With only 1 observation with RACE = “AMERICAN INDIAN OR ALASKA NATIVE,” is it possible that a model is being fit on a data subset that includes no observations with RACE = “AMERICAN INDIAN OR ALASKA NATIVE” but then is trying to generate predictions on a holdout data subset that does contain an observation with RACE = “AMERICAN INDIAN OR ALASKA NATIVE”? Such a situation might be causing the error you’re seeing.
Yes, this is the reason. Usually the predictive functions would be given an argument allow_new_levels=TRUE, but at the moment there is no easy way to pass it via run_cvfun(). You could do it by using init_refmodel() instead of get_refmodel(). Before trying that, you could test whether you get anything useful if you drop out the groups with too few observations. If that works, then you can spend a bit more time to figure out including all data.
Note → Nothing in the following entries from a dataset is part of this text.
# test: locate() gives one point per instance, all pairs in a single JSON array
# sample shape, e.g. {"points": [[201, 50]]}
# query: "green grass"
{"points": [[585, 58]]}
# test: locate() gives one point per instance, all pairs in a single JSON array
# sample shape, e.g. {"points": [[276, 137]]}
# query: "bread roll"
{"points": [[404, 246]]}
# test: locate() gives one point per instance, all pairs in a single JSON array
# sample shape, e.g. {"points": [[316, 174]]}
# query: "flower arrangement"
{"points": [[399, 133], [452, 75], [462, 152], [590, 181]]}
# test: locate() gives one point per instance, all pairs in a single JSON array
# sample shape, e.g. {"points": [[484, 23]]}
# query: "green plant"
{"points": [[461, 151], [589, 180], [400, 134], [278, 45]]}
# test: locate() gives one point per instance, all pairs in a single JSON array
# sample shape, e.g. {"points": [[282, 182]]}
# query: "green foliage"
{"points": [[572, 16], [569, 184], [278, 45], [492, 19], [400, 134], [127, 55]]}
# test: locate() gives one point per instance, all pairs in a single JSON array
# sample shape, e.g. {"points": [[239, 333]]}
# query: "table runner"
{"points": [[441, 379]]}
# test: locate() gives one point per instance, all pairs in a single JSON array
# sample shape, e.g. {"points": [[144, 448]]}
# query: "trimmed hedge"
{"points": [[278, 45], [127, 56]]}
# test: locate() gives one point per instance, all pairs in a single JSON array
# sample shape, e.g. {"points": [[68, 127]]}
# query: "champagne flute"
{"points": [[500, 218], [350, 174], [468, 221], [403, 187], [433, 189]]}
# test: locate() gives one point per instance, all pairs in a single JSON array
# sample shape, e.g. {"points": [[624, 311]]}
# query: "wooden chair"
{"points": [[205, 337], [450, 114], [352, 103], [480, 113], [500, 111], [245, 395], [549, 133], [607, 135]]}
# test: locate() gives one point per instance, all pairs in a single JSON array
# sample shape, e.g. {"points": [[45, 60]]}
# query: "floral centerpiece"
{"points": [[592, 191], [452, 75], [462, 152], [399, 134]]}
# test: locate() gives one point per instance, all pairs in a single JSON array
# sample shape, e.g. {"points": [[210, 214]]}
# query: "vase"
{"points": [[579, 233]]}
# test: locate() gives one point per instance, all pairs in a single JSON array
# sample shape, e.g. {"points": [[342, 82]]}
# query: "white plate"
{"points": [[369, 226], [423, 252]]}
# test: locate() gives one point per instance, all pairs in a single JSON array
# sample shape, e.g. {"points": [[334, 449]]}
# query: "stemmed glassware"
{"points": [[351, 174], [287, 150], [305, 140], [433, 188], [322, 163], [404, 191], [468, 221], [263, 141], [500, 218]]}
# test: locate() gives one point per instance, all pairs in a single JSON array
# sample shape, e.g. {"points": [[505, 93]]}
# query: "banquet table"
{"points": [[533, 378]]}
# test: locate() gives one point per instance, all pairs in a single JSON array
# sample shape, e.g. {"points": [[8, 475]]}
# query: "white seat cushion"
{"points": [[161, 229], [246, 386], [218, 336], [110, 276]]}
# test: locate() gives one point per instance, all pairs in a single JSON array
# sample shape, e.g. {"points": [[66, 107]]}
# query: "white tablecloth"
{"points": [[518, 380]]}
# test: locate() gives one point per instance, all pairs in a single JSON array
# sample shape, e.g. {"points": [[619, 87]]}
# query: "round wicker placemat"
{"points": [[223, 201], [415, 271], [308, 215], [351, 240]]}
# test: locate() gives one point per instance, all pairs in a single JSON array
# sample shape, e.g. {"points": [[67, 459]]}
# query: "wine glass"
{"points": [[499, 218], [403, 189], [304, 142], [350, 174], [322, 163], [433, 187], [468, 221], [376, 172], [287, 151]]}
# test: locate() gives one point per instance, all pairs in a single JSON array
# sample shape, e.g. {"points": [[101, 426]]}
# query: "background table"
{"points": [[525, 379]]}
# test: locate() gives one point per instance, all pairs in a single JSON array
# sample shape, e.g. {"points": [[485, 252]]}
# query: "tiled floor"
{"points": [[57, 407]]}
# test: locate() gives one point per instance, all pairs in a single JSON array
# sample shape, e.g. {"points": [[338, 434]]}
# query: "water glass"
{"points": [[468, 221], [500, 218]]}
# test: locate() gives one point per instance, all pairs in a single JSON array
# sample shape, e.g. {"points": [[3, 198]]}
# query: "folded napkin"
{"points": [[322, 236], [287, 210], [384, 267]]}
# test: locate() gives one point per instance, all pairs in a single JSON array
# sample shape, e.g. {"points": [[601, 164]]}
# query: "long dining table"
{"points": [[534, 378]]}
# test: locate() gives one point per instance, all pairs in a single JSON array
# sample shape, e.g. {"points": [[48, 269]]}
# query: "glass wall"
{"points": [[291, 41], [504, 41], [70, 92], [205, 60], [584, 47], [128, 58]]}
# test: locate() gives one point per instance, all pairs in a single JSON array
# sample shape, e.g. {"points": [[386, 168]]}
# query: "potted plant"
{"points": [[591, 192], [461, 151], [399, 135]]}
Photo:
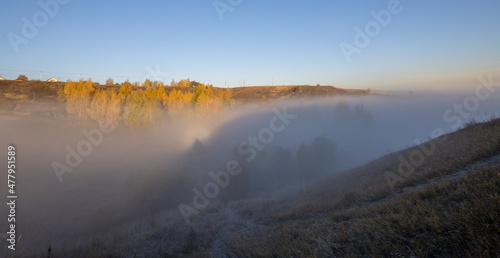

Please report how your experiments did go, as it’s not common someone reports using projpred for that many covariates.
Thanks, Aki. I just want to add that as far as I know, allow_new_levels only exists in brms (not in rstanarm, I think) and there, it only refers to variables for group-level terms (i.e., grouping variables such as grp in (1 | grp)), not to variables for population-level terms (I guess the factor RACE will have population-level effects). In lme4, the similarly named argument allow.new.levels also seems to refer to variables for group-level terms only.
For both, brms and rstanarm reference models, the corresponding get_refmodel() methods (brms:::get_refmodel.brmsfit() and projpred:::get_refmodel.stanreg(), respectively) will ensure that new levels in grouping variables are allowed (e.g., in brms:::get_refmodel.brmsfit(), allow_new_levels = TRUE is set at the appropriate place and in projpred:::get_refmodel.stanreg(), this is also handled appropriately). So this shouldn’t require any action from the user.
If there are rare levels of a factor with population-level effects, it might make sense to use loo::kfold_split_stratified() to construct the folds manually (but – as pointed out above – if there is just a single observation for some level, this won’t help either).
Thank you to everybody who has replied. This was useful - I ended up removing the levels with few covariates. That covariate turned out not to be relevant anyway.
I will report on the results when I finish the experiments